In our modern, digital-consumerist society, we are no strangers to paying for…well, nothing. Fleeting online experiences that amount to singular serotonin boosts (hopefully), shiny costumes for digital avatars, or the ability to let people know that a particular .JPEG really and truly belongs to us. But quite possibly the epitome of humanity’s absurdity and the fine line of modern art is seen in work like Yves Klein’s Zone of Immaterial Pictorial Sensibility— which a receipt for just sold at $1.2 million.
Yves Klein—the French pioneer of Nouveau réalisme whose namesake of International Klein Blue was central to his creative practice—conducted the performance and sale of Zone of Immaterial Pictorial Sensibility from 1959 till his death in 1962. Truly ringing more of ritualism than materialism in its transactional nature, Klein would offer empty zones of space to collectors, giving them a receipt in exchange, and finishing the procedure by having the recipient burn the receipt before art world witnesses to verify the claim as he would dump half of the gold he gained from the sale into the Seine river. The endeavour is now considered an early advent of conceptual art.
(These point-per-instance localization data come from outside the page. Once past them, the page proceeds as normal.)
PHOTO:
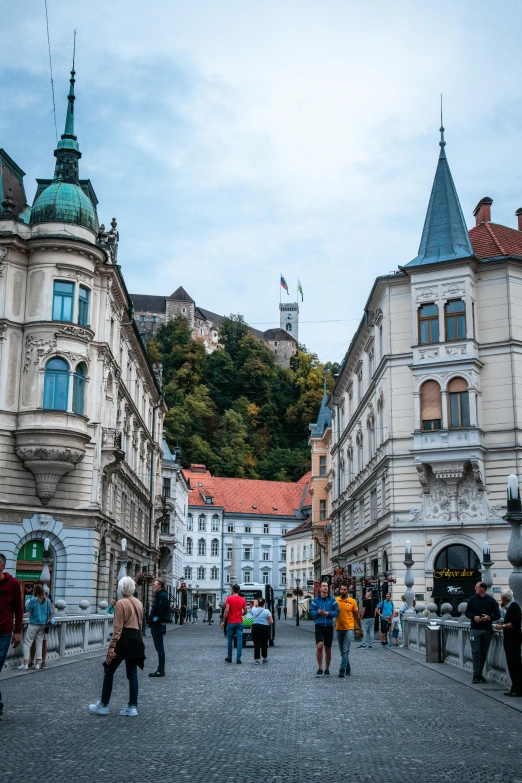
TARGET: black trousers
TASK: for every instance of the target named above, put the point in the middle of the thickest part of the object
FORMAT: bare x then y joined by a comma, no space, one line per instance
260,637
514,663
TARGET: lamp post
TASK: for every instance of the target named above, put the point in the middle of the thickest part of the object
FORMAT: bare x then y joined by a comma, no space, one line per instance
514,553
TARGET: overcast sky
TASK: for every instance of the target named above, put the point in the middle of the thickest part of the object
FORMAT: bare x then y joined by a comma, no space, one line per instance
237,140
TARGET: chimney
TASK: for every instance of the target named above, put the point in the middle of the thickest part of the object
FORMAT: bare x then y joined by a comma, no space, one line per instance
482,211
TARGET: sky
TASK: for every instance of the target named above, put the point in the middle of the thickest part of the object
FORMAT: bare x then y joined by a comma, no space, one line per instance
235,141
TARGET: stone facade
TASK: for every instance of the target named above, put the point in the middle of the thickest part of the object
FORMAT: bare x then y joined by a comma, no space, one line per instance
80,409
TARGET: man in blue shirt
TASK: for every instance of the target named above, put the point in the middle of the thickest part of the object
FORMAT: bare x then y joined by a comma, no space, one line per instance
385,612
324,609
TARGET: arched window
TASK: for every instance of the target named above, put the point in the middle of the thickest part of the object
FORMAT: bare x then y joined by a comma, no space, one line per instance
56,385
428,324
79,389
458,400
455,320
431,406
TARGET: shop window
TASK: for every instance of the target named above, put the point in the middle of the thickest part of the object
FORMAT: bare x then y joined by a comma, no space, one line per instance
428,324
455,320
431,406
458,400
63,301
56,385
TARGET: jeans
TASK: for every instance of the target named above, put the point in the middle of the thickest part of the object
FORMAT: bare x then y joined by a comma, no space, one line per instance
237,629
260,637
368,626
5,642
344,639
157,638
132,676
480,641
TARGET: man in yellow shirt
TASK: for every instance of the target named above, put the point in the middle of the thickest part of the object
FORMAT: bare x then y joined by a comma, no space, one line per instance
345,627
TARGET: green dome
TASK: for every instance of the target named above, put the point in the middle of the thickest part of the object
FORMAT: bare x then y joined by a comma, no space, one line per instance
64,202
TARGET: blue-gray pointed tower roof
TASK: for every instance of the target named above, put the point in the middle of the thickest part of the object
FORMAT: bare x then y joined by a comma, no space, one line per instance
445,236
324,418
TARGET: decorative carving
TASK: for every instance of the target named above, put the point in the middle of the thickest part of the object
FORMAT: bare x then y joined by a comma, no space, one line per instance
428,353
456,350
41,346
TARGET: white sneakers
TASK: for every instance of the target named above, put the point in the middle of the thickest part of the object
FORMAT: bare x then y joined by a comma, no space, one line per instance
129,712
98,709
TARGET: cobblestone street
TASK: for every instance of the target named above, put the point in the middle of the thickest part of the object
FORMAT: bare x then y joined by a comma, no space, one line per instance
392,720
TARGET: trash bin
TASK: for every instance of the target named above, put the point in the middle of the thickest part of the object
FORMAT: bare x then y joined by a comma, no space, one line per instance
433,643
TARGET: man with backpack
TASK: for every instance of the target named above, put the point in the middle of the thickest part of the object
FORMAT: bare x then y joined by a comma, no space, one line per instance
160,614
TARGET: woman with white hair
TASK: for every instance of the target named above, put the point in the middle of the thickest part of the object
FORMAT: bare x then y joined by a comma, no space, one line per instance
512,640
126,645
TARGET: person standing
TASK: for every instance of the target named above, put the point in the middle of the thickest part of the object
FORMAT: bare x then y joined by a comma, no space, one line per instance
482,609
235,609
126,645
11,615
40,611
385,612
345,627
368,620
261,630
159,615
512,639
324,609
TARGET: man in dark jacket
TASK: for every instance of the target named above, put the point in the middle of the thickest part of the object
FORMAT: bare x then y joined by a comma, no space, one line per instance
11,615
511,626
324,609
159,615
482,609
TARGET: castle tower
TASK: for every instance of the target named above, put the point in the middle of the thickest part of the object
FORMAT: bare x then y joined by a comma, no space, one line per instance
289,318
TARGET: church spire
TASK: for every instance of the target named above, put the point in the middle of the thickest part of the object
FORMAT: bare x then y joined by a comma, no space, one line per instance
445,235
67,152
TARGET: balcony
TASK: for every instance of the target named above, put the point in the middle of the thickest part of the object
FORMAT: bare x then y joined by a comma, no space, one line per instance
50,444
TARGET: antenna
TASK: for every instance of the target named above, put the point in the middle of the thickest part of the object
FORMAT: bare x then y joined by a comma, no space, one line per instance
51,68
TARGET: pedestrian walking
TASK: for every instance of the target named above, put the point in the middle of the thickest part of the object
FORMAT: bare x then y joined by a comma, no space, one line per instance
345,627
126,645
261,630
368,620
235,609
512,639
482,609
40,611
11,615
324,609
385,612
158,617
395,628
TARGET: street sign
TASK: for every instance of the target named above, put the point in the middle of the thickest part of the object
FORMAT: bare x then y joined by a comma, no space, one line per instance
358,569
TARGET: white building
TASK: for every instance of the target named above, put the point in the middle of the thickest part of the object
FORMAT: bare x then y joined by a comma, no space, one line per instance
81,411
427,407
236,530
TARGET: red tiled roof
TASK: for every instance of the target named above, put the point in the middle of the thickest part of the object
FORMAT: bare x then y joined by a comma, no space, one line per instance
249,496
492,239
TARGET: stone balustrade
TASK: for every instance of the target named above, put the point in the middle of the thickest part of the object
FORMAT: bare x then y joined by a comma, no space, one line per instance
455,643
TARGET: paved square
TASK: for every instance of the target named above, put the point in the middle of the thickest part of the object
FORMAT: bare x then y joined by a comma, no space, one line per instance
211,722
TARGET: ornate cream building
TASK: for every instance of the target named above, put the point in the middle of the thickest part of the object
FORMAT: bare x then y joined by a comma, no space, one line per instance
81,411
428,405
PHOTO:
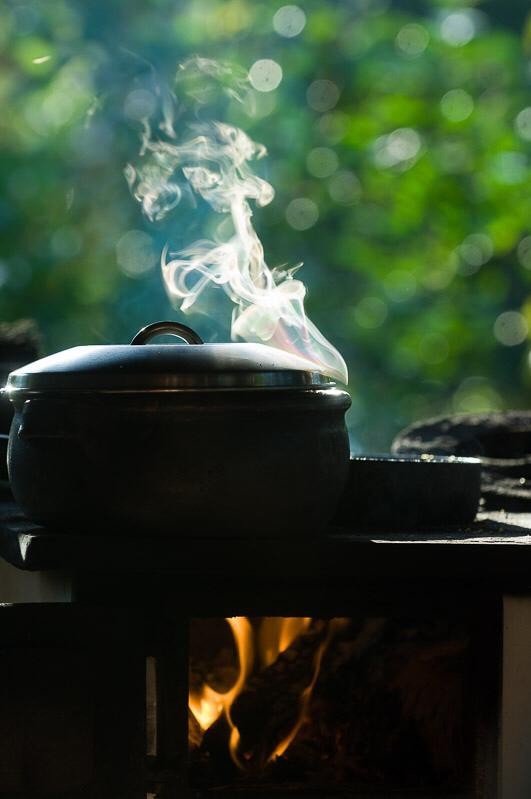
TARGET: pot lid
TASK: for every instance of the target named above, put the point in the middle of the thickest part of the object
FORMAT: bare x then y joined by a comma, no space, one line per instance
140,366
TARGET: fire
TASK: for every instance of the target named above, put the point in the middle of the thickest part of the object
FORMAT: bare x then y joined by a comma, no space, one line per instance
207,705
261,645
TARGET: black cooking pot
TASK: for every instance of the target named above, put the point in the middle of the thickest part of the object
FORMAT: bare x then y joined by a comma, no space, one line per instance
188,439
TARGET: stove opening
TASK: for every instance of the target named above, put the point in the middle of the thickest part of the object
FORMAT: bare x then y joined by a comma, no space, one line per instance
304,704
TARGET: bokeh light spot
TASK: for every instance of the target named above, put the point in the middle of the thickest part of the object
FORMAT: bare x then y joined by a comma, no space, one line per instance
400,285
302,213
136,253
322,95
458,28
473,252
289,21
265,75
457,105
510,328
412,39
399,148
322,162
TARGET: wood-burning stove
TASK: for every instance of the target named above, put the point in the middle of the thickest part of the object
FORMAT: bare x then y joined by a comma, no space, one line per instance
424,631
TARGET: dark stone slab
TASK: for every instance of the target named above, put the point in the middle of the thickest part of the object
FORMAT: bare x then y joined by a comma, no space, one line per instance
492,548
501,440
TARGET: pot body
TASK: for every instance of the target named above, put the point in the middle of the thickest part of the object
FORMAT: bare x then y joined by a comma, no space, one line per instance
187,463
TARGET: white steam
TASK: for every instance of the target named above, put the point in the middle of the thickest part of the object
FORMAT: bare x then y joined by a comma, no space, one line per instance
214,162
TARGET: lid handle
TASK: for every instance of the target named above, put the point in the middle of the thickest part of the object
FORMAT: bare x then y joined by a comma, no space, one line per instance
173,328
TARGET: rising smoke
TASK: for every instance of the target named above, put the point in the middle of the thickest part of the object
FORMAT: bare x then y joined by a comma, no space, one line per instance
213,160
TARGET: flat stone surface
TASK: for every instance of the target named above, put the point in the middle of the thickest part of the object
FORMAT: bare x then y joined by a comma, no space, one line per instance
497,547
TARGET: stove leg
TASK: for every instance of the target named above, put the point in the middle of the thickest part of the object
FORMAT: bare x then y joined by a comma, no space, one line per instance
170,651
119,679
515,748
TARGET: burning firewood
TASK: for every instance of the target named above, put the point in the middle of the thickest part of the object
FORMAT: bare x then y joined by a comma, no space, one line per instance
269,708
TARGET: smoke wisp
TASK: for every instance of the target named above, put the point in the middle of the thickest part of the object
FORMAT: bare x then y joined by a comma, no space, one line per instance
213,160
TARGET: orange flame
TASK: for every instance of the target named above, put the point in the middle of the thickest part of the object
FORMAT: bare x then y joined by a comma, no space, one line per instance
274,636
207,705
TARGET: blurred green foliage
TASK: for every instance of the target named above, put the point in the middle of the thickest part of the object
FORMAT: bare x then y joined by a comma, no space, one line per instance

Klein was not the only artist to see empty spaces—voids, negative space, absence—as their own form of artwork. Andy Warhol famously displayed his Invisible Sculpture in the legendary nightclub Area, where he stood on a pedestal for a short while before exiting, a writeup explaining that his aura would remain. Countless contemporary artists have done the same, including Italian artist Salvatore Garau’s “immaterial sculpture” Io sono which sold last year for $18,300.
This receipt from Zone of Immaterial Pictorial Sensibility, which sold at a Sotheby’s auction in Paris to a private collector for $1.2 million this past month, belonged to Jacques Kugel—the original buyer of a zone who refused to burn the receipt in this ritual, giving the receipt increasing value over the years. With its focus on the assertion of authenticity from the sheer self-knowledge of the “owner” as well as those officials involved in the process, it’s no surprise that it is being likened to the current nature of NFTs.
Zone of Immaterial Pictorial Sensibility was something novel at its time—Yves Klein tapped into the very essence of monetary transactions, the art world, and the concept of ownership. It was filled with satirical energy as well as the odd sanctity of ritual, and its echoes are still visible in the conceptual art world. But somewhere down the line, it feels as if the actual thought behind this has been lost, and that what is important about the piece is the ownership.